NASA issues warning! Asteroid as big as an aircraft hurtling towards Earth today
A 130-foot aircraft-sized asteroid is bolting towards Earth and could make a close approach soon. Here's what NASA said.
Asteroids pose a potential danger to the planet in case they impact the surface. To study asteroids that are not in the asteroid belt and reveal the unknown, NASA has the Lucy Space Mission in place. NASA launched its Lucy spacecraft on Oct. 16, 2021 from the Kennedy Space Center in Cape Canaveral, Florida. This is NASA's first space mission to study the Trojans, a group of asteroids which orbit the Sun in two groups, according to NASA. It is built to seek out trojan asteroids millions of kilometers from Earth. NASA also uses its other telescopes like NEOWISE, Pan-STARRS, the Catalina Sky Survey and more to study asteroids.
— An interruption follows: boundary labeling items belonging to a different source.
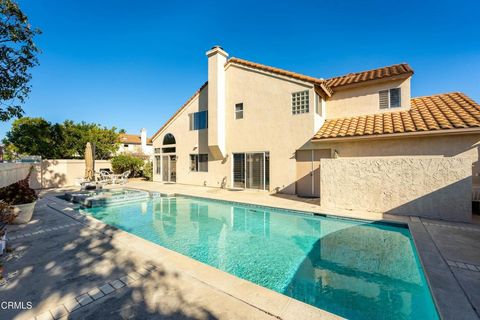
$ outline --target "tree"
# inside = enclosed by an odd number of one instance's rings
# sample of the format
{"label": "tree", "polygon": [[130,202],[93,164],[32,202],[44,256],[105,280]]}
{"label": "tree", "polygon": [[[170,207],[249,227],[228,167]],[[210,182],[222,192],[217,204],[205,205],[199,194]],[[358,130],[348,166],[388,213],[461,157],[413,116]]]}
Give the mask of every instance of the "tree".
{"label": "tree", "polygon": [[83,158],[87,142],[95,144],[96,159],[108,159],[118,150],[117,129],[70,120],[52,124],[42,118],[24,117],[13,122],[3,140],[9,153],[44,159]]}
{"label": "tree", "polygon": [[29,70],[38,65],[33,38],[40,33],[16,3],[0,0],[0,121],[23,114],[21,104],[31,90]]}
{"label": "tree", "polygon": [[63,143],[62,128],[42,118],[20,118],[13,122],[3,142],[19,154],[58,159]]}
{"label": "tree", "polygon": [[118,133],[115,127],[102,127],[96,123],[63,123],[65,155],[68,158],[83,158],[85,145],[95,145],[96,159],[109,159],[118,150]]}

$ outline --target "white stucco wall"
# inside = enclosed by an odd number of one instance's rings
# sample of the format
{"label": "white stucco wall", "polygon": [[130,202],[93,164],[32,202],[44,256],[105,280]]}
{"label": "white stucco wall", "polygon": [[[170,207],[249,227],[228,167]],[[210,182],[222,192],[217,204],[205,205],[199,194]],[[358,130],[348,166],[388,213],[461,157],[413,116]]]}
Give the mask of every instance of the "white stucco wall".
{"label": "white stucco wall", "polygon": [[[0,163],[0,188],[25,179],[34,168],[30,177],[33,189],[73,186],[85,175],[85,160],[59,159],[43,160],[41,163]],[[95,170],[111,169],[109,160],[96,160]]]}
{"label": "white stucco wall", "polygon": [[472,158],[322,159],[321,205],[470,221]]}
{"label": "white stucco wall", "polygon": [[0,163],[0,188],[25,179],[31,163]]}
{"label": "white stucco wall", "polygon": [[[268,151],[270,191],[295,193],[295,151],[315,134],[316,94],[313,86],[229,66],[226,69],[225,159],[215,158],[208,148],[208,135],[212,134],[212,128],[189,130],[188,114],[209,108],[210,89],[209,83],[153,140],[154,148],[161,148],[167,133],[175,136],[177,183],[231,187],[233,153]],[[303,90],[309,90],[310,112],[293,115],[291,94]],[[243,119],[235,119],[236,103],[243,103]],[[210,110],[208,117],[210,125]],[[198,153],[208,154],[208,172],[189,170],[189,155]],[[154,181],[161,179],[161,175],[154,174]]]}

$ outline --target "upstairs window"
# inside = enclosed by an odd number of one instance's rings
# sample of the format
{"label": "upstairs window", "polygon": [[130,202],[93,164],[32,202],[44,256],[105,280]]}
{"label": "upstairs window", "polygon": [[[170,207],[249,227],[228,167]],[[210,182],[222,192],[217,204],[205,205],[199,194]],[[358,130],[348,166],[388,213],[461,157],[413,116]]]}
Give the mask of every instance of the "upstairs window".
{"label": "upstairs window", "polygon": [[208,111],[199,111],[189,114],[190,130],[202,130],[208,128]]}
{"label": "upstairs window", "polygon": [[235,119],[243,119],[243,103],[237,103],[235,105]]}
{"label": "upstairs window", "polygon": [[308,90],[292,93],[292,114],[308,113]]}
{"label": "upstairs window", "polygon": [[190,171],[208,172],[208,154],[191,154]]}
{"label": "upstairs window", "polygon": [[380,109],[398,108],[402,104],[400,88],[379,91],[378,97]]}

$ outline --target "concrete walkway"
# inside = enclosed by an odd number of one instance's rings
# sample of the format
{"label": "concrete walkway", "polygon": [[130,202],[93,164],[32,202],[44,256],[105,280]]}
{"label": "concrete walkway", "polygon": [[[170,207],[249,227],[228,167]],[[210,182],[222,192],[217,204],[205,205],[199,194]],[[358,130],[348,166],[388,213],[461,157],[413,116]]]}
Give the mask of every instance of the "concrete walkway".
{"label": "concrete walkway", "polygon": [[[0,319],[274,319],[47,207],[9,226]],[[151,268],[154,269],[151,269]],[[31,303],[32,309],[28,309]],[[18,306],[20,307],[20,306]]]}

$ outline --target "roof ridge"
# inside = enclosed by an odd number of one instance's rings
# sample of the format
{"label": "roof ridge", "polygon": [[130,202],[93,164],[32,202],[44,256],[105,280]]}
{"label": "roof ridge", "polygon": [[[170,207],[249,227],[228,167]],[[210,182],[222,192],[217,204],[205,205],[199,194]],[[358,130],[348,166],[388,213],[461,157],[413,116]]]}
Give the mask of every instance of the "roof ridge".
{"label": "roof ridge", "polygon": [[362,73],[366,73],[366,72],[377,71],[377,70],[382,70],[382,69],[385,69],[385,68],[393,68],[393,67],[398,67],[398,66],[407,66],[411,70],[411,72],[413,72],[413,69],[410,67],[410,65],[408,63],[401,62],[401,63],[392,64],[392,65],[389,65],[389,66],[383,66],[383,67],[378,67],[378,68],[373,68],[373,69],[368,69],[368,70],[363,70],[363,71],[350,72],[350,73],[347,73],[347,74],[344,74],[344,75],[341,75],[341,76],[334,76],[334,77],[331,77],[331,78],[327,78],[326,80],[329,81],[329,80],[333,80],[333,79],[336,79],[336,78],[354,76],[354,75],[358,75],[358,74],[362,74]]}
{"label": "roof ridge", "polygon": [[205,87],[207,86],[207,84],[208,84],[208,81],[205,81],[205,82],[202,84],[202,86],[201,86],[197,91],[195,91],[195,93],[194,93],[190,98],[188,98],[188,100],[187,100],[184,104],[182,104],[182,106],[181,106],[180,108],[178,108],[177,111],[175,111],[175,113],[164,123],[163,126],[160,127],[160,129],[157,130],[157,132],[155,132],[155,133],[153,134],[153,136],[152,136],[150,139],[152,139],[152,140],[155,139],[155,138],[157,137],[157,135],[160,134],[160,132],[162,132],[162,130],[165,129],[165,128],[170,124],[170,122],[172,122],[172,120],[173,120],[178,114],[180,114],[180,112],[182,112],[182,110],[185,109],[185,107],[188,106],[188,104],[189,104],[193,99],[195,99],[195,97],[196,97],[197,95],[200,94],[200,91],[202,91],[203,88],[205,88]]}
{"label": "roof ridge", "polygon": [[[365,128],[352,128],[351,132],[355,134],[350,137],[361,136],[379,136],[389,135],[392,133],[432,133],[447,130],[450,132],[459,132],[460,129],[471,129],[475,132],[480,132],[480,105],[472,100],[470,97],[461,92],[443,93],[431,96],[424,96],[411,99],[412,106],[409,110],[389,110],[388,112],[373,113],[368,115],[357,115],[342,118],[326,119],[323,126],[313,136],[312,140],[321,141],[323,139],[336,139],[343,136],[335,132],[343,122],[354,121],[354,119],[361,119],[362,117],[372,118],[377,116],[381,118],[383,129],[378,132],[371,133]],[[386,130],[390,128],[390,120],[393,117],[400,117],[402,122],[401,127],[395,127],[393,132]],[[388,126],[385,126],[385,124]],[[359,121],[360,123],[360,121]],[[380,124],[378,124],[380,126]],[[328,127],[330,130],[326,130]]]}
{"label": "roof ridge", "polygon": [[466,96],[466,94],[461,92],[461,91],[451,91],[451,92],[435,93],[435,94],[430,94],[430,95],[425,95],[425,96],[412,97],[412,98],[410,98],[410,100],[422,99],[422,98],[432,98],[432,97],[445,96],[445,95],[451,95],[451,94],[460,94],[462,96]]}

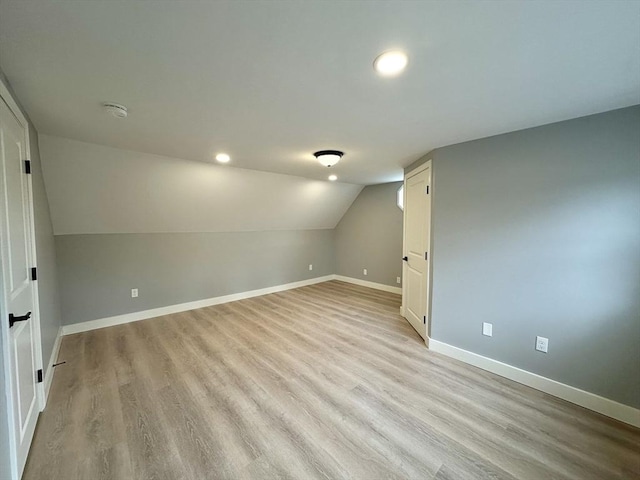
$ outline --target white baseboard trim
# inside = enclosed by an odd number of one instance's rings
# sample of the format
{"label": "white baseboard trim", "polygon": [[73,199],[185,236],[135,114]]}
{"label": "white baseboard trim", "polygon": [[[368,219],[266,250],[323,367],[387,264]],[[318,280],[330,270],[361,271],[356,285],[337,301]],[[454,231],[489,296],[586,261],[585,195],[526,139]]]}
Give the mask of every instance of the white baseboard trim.
{"label": "white baseboard trim", "polygon": [[608,398],[513,367],[498,360],[493,360],[492,358],[483,357],[477,353],[454,347],[453,345],[434,340],[433,338],[429,339],[428,345],[434,352],[461,360],[470,365],[500,375],[501,377],[522,383],[528,387],[535,388],[536,390],[543,391],[568,402],[580,405],[581,407],[606,415],[607,417],[615,418],[616,420],[640,428],[640,410],[628,405],[623,405]]}
{"label": "white baseboard trim", "polygon": [[369,282],[367,280],[360,280],[359,278],[343,277],[342,275],[333,275],[333,279],[340,280],[341,282],[353,283],[354,285],[360,285],[361,287],[375,288],[376,290],[383,290],[385,292],[398,293],[402,295],[402,288],[400,287],[392,287],[382,283]]}
{"label": "white baseboard trim", "polygon": [[[53,350],[51,351],[51,357],[49,358],[49,363],[44,366],[45,374],[44,374],[44,405],[47,405],[47,400],[49,400],[49,390],[51,390],[51,383],[53,382],[53,373],[55,368],[53,368],[53,364],[58,360],[58,355],[60,354],[60,345],[62,345],[62,326],[58,328],[58,335],[56,336],[56,340],[53,343]],[[44,409],[44,406],[43,406]]]}
{"label": "white baseboard trim", "polygon": [[299,282],[285,283],[283,285],[276,285],[274,287],[250,290],[248,292],[233,293],[231,295],[223,295],[220,297],[207,298],[204,300],[196,300],[194,302],[179,303],[177,305],[169,305],[167,307],[152,308],[150,310],[142,310],[140,312],[126,313],[124,315],[116,315],[113,317],[100,318],[97,320],[89,320],[87,322],[74,323],[72,325],[64,325],[62,327],[62,335],[73,335],[74,333],[88,332],[89,330],[113,327],[114,325],[137,322],[139,320],[160,317],[162,315],[186,312],[188,310],[195,310],[196,308],[210,307],[212,305],[220,305],[221,303],[244,300],[245,298],[259,297],[260,295],[267,295],[269,293],[283,292],[285,290],[291,290],[293,288],[305,287],[307,285],[314,285],[316,283],[333,280],[333,277],[333,275],[325,275],[324,277],[316,277],[309,280],[301,280]]}

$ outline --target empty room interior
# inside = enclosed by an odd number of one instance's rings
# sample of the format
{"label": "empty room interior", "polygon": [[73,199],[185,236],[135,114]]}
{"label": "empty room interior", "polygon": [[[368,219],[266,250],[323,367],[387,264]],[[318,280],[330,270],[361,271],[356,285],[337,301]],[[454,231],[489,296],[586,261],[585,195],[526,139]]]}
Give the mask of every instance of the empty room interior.
{"label": "empty room interior", "polygon": [[640,479],[640,1],[0,0],[0,480]]}

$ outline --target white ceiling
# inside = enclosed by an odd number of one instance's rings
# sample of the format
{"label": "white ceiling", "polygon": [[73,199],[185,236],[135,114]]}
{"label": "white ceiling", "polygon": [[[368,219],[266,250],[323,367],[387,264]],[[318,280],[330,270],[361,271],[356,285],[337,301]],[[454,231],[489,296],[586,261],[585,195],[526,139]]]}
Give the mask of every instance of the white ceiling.
{"label": "white ceiling", "polygon": [[360,185],[40,135],[55,235],[335,228]]}
{"label": "white ceiling", "polygon": [[[409,67],[377,77],[400,47]],[[640,103],[640,2],[7,1],[0,66],[41,133],[340,181]],[[123,103],[119,121],[100,109]]]}

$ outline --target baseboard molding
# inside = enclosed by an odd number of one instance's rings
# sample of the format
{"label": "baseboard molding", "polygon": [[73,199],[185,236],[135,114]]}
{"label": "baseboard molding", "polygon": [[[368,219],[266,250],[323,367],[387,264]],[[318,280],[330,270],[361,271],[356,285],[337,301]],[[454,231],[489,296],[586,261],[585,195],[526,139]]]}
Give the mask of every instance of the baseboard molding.
{"label": "baseboard molding", "polygon": [[51,351],[51,357],[49,358],[49,363],[45,365],[45,374],[44,374],[44,404],[47,404],[47,400],[49,400],[49,390],[51,390],[51,383],[53,382],[53,374],[55,368],[53,364],[58,360],[58,355],[60,354],[60,345],[62,345],[62,327],[58,328],[58,334],[56,335],[56,341],[53,343],[53,350]]}
{"label": "baseboard molding", "polygon": [[383,290],[385,292],[402,295],[402,288],[400,287],[392,287],[382,283],[369,282],[367,280],[360,280],[359,278],[343,277],[342,275],[333,275],[333,279],[340,280],[341,282],[353,283],[354,285],[360,285],[361,287],[375,288],[376,290]]}
{"label": "baseboard molding", "polygon": [[429,348],[470,365],[640,428],[640,410],[430,338]]}
{"label": "baseboard molding", "polygon": [[62,335],[73,335],[74,333],[88,332],[89,330],[97,330],[99,328],[113,327],[122,325],[123,323],[137,322],[147,320],[149,318],[161,317],[162,315],[170,315],[172,313],[186,312],[197,308],[210,307],[212,305],[220,305],[221,303],[235,302],[246,298],[259,297],[269,293],[283,292],[293,288],[314,285],[329,280],[333,280],[334,275],[325,275],[324,277],[311,278],[309,280],[301,280],[299,282],[285,283],[274,287],[260,288],[258,290],[249,290],[247,292],[233,293],[231,295],[223,295],[220,297],[207,298],[204,300],[196,300],[194,302],[179,303],[177,305],[169,305],[167,307],[152,308],[150,310],[142,310],[140,312],[126,313],[124,315],[116,315],[113,317],[100,318],[97,320],[89,320],[87,322],[74,323],[72,325],[64,325],[62,327]]}

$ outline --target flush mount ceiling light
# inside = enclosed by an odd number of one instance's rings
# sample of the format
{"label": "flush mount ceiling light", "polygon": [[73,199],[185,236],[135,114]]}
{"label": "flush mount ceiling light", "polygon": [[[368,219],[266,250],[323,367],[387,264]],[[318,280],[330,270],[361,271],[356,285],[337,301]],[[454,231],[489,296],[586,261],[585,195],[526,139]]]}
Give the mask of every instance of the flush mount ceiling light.
{"label": "flush mount ceiling light", "polygon": [[127,107],[125,107],[124,105],[118,105],[117,103],[112,103],[112,102],[105,102],[102,104],[102,106],[104,107],[107,113],[110,113],[116,118],[127,118],[127,115],[129,114],[127,112]]}
{"label": "flush mount ceiling light", "polygon": [[343,155],[344,152],[340,152],[339,150],[320,150],[313,154],[325,167],[333,167],[340,161]]}
{"label": "flush mount ceiling light", "polygon": [[376,57],[373,68],[383,77],[394,77],[402,73],[408,61],[406,53],[400,50],[389,50]]}

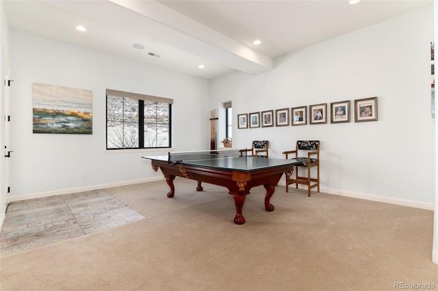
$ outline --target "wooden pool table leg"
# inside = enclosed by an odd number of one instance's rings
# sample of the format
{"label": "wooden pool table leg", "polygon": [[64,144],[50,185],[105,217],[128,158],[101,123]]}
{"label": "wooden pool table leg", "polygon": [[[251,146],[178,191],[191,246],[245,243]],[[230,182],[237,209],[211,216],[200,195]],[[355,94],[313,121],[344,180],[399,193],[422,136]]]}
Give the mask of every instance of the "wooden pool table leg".
{"label": "wooden pool table leg", "polygon": [[235,216],[234,217],[234,223],[235,224],[244,224],[245,223],[245,217],[242,214],[242,208],[244,207],[245,198],[246,195],[233,195],[234,203],[235,204]]}
{"label": "wooden pool table leg", "polygon": [[203,190],[204,190],[204,189],[201,185],[201,181],[198,181],[198,186],[196,187],[196,191],[202,191]]}
{"label": "wooden pool table leg", "polygon": [[175,180],[175,176],[172,175],[169,175],[166,176],[166,182],[167,184],[170,187],[170,192],[167,193],[167,197],[171,198],[175,194],[175,186],[173,184],[173,180]]}
{"label": "wooden pool table leg", "polygon": [[263,185],[266,189],[266,195],[265,195],[265,209],[266,211],[274,211],[274,209],[275,209],[275,207],[270,204],[270,199],[271,197],[274,195],[276,186],[276,185],[272,186],[270,184],[265,184]]}

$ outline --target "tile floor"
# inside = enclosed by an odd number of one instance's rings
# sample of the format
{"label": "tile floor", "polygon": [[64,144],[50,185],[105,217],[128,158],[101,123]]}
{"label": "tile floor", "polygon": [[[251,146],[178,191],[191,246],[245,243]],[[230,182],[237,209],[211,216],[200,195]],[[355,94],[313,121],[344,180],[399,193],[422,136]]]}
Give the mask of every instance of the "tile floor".
{"label": "tile floor", "polygon": [[12,202],[0,233],[0,257],[143,218],[105,190]]}

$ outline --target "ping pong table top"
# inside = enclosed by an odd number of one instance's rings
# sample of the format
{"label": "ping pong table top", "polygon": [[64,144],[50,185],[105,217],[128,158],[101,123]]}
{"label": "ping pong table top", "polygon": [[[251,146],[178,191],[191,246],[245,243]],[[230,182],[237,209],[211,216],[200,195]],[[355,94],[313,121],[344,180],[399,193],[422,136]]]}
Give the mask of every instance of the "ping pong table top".
{"label": "ping pong table top", "polygon": [[233,171],[250,171],[262,169],[268,169],[278,166],[294,165],[296,159],[267,158],[254,156],[218,156],[204,155],[172,155],[142,156],[142,158],[168,162],[169,164],[183,164],[195,167],[211,169],[221,169]]}

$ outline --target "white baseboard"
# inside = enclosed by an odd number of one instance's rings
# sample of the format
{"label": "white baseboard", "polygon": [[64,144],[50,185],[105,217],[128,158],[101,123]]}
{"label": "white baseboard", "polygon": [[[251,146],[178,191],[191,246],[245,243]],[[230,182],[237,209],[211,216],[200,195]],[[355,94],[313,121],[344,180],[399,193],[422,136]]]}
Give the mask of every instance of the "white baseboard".
{"label": "white baseboard", "polygon": [[92,190],[104,189],[106,188],[118,187],[120,186],[131,185],[134,184],[146,183],[149,182],[161,181],[163,177],[153,177],[145,179],[133,180],[130,181],[117,182],[110,184],[101,184],[99,185],[87,186],[85,187],[70,188],[67,189],[55,190],[48,192],[39,192],[34,193],[28,193],[19,195],[11,195],[11,202],[27,200],[28,199],[42,198],[44,197],[55,196],[57,195],[70,194],[79,192],[90,191]]}
{"label": "white baseboard", "polygon": [[[281,181],[279,185],[286,186],[285,182]],[[298,189],[307,189],[307,186],[300,185]],[[435,204],[432,203],[419,202],[413,200],[407,200],[398,198],[391,198],[387,197],[377,196],[367,193],[360,193],[355,192],[344,191],[339,189],[333,189],[331,188],[320,188],[320,191],[333,195],[338,195],[340,196],[350,197],[352,198],[363,199],[365,200],[375,201],[376,202],[388,203],[389,204],[400,205],[402,206],[413,207],[415,208],[426,209],[428,210],[433,210]]]}
{"label": "white baseboard", "polygon": [[[54,196],[57,195],[70,194],[79,192],[89,191],[92,190],[102,189],[105,188],[118,187],[120,186],[126,186],[133,184],[146,183],[149,182],[160,181],[164,179],[163,177],[153,177],[145,179],[139,179],[130,181],[118,182],[115,183],[103,184],[94,186],[88,186],[86,187],[70,188],[68,189],[56,190],[49,192],[40,192],[35,193],[23,194],[20,195],[11,195],[11,202],[25,200],[34,198],[42,198],[44,197]],[[285,186],[284,181],[280,181],[279,185]],[[302,189],[307,189],[303,187]],[[400,205],[402,206],[413,207],[415,208],[426,209],[428,210],[433,210],[435,205],[430,203],[418,202],[411,200],[406,200],[401,199],[390,198],[382,196],[373,195],[366,193],[358,193],[349,191],[343,191],[339,189],[333,189],[329,188],[321,188],[320,191],[327,194],[339,195],[340,196],[350,197],[352,198],[363,199],[365,200],[375,201],[378,202],[389,203],[390,204]]]}

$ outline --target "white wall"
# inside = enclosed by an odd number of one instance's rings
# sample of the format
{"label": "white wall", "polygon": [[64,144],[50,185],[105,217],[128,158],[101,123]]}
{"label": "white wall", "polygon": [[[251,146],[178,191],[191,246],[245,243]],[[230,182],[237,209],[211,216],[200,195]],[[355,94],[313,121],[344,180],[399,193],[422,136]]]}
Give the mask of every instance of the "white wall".
{"label": "white wall", "polygon": [[[140,157],[164,152],[105,150],[107,88],[173,98],[175,150],[209,148],[209,81],[14,29],[10,45],[12,201],[162,178]],[[34,82],[92,91],[93,134],[33,134]]]}
{"label": "white wall", "polygon": [[[321,191],[433,209],[435,120],[430,115],[428,7],[279,58],[257,76],[211,82],[211,105],[233,102],[237,115],[377,96],[378,121],[248,129],[234,127],[233,146],[270,140],[283,158],[297,139],[320,139]],[[219,137],[222,140],[224,137]]]}

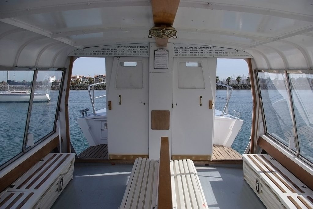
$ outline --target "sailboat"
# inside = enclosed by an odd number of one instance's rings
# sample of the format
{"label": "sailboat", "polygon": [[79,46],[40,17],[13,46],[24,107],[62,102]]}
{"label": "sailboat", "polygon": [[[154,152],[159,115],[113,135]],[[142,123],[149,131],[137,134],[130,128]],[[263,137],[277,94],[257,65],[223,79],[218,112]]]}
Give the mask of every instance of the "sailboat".
{"label": "sailboat", "polygon": [[[9,80],[9,73],[8,72],[8,91],[0,93],[0,102],[28,102],[29,101],[31,92],[29,89],[13,90],[10,91],[10,85],[17,86],[31,86],[31,84],[23,83]],[[33,102],[35,102],[50,101],[49,94],[35,93]]]}

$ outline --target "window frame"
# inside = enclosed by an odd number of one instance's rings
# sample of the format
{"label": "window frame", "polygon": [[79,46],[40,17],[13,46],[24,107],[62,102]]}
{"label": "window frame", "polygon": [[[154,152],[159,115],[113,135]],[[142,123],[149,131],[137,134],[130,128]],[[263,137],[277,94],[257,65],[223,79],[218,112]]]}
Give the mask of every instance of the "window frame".
{"label": "window frame", "polygon": [[[43,141],[47,139],[51,135],[56,132],[56,121],[58,119],[58,112],[60,110],[60,105],[61,100],[62,98],[62,92],[63,91],[62,91],[64,87],[64,81],[65,80],[65,72],[66,68],[52,68],[52,67],[0,67],[0,72],[2,71],[32,71],[33,72],[32,83],[31,87],[31,95],[29,98],[29,102],[28,102],[28,112],[27,112],[27,117],[26,118],[26,122],[25,124],[25,129],[24,131],[24,134],[23,139],[23,147],[21,147],[21,151],[18,154],[15,155],[13,157],[8,161],[3,164],[0,165],[0,171],[1,171],[3,168],[7,167],[7,166],[14,162],[17,159],[22,156],[23,155],[26,153],[33,148],[36,147],[37,145],[42,142]],[[61,83],[60,85],[60,90],[59,91],[59,97],[58,98],[58,102],[57,104],[56,112],[54,116],[54,124],[53,129],[49,133],[44,136],[43,137],[39,140],[34,144],[34,145],[30,146],[28,147],[26,147],[26,139],[27,137],[27,133],[29,129],[29,125],[30,121],[30,116],[31,115],[32,109],[33,106],[33,99],[34,95],[35,93],[35,88],[36,86],[36,82],[37,80],[37,75],[38,72],[39,71],[62,71],[62,77],[61,79]]]}

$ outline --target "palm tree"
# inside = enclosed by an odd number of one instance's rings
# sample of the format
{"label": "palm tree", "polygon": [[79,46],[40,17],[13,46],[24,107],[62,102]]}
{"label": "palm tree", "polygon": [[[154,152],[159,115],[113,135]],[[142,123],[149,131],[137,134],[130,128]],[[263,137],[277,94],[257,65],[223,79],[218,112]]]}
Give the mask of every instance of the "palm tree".
{"label": "palm tree", "polygon": [[232,80],[232,78],[230,77],[228,77],[226,79],[226,81],[227,82],[227,83],[228,84],[229,84],[229,82],[230,81]]}
{"label": "palm tree", "polygon": [[241,77],[238,76],[236,78],[236,81],[237,82],[237,84],[239,84],[239,82],[241,80]]}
With the help of these space and ground-based telescopes, NASA has revealed that an asteroid is dashing towards Earth today, and it is a big one.
Asteroid 2023 BY4 details
The Potentially Hazardous Asteroid, named as Asteroid 2023 BY4 is already on its way towards Earth travelling at a staggering speed of 38716 kilometers per hour and is expected to just miss the planet today, February 2. It will make its closest approach to Earth at a distance of just 4.9 million kilometers, according to NASA. NASA's Planetary Defense Coordination Office has warned that Asteroid 2023 BY4 is massive, as it is nearly 130 feet across, making it out to be as big as an aircraft.
Asteroid strike in Canada
In the midst of all the close asteroid flybys, NASA has revealed that an asteroid struck the Earth in November last year. This asteroid was seemingly missed by all the telescopes and was discovered just hours before impact!
NASA has revealed that a tiny asteroid lit up the sky as it flew over Southern Ontario, Canada on Saturday, November 19. What's shocking is that this 3-foot asteroid was detected just 3.5 hours before impact! According to NASA, the asteroid is likely to have burned up upon entering the planet's atmosphere and scattered small meteorites over the southern coastline of Lake Ontario.